Previously, the limit remained unchanged if a foreign institutional investor reinvested the proceeds within five days.
However, the regulator on Tuesday completely shut this door for FIIs, declaring that such limits allocated to the investor would lapse either at the time of sale of the security or upon redemption.
'It has been decided that henceforth, re-investment period shall not be allowed for all new allocations of debt limits to foreign institutional investors/sub-accounts. Thus, the limits acquired in the bidding sessions henceforth shall expire/lapse on either sale or redemption at maturity of the debt investments,' SEBI said in a circular.
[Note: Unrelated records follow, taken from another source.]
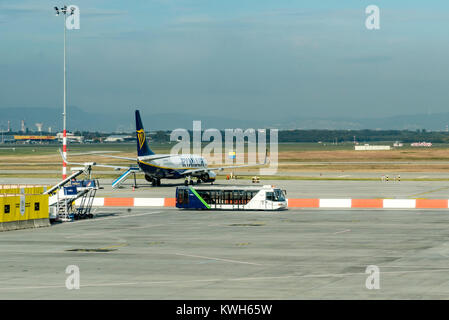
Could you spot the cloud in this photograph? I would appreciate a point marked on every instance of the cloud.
(367, 59)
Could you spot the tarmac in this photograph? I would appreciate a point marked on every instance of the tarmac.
(166, 253)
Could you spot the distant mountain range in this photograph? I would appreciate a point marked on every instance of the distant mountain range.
(78, 119)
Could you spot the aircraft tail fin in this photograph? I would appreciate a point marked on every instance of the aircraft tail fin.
(142, 144)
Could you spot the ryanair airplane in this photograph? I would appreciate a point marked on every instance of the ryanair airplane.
(163, 166)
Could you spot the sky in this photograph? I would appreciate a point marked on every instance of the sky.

However, the regulator said, 'Fresh limits shall again be allocated in subsequent bidding processes.' It further said if an FII decides to exit its holdings in the long-term infrastructure fund category during the lock-in period, the limit shall automatically be transferred to the buyer of the instrument.
However, it added that if an investor decides to sell or redeem his holdings after the lock-in period, the limit shall expire or lapse.
On how FIIs/sub-accounts that currently hold limits/ investments will be treated, SEBI said the existing limits will expire if total sales made from the existing debt portfolio (current debt investment and the un-utilised limit
currently with the entity, if any) is twice the size of its debt portfolio as of on Tuesday, or upon expiry of two years from now (i.e. 2 January, 2014).
The regulator also clarified that FIIs/sub-accounts are not required to sell their debt holdings after they reach the threshold mentioned above and can continue to retain the debt investments beyond the threshold.
However, sale or redemption thereon will not be eligible for re-investment beyond this threshold.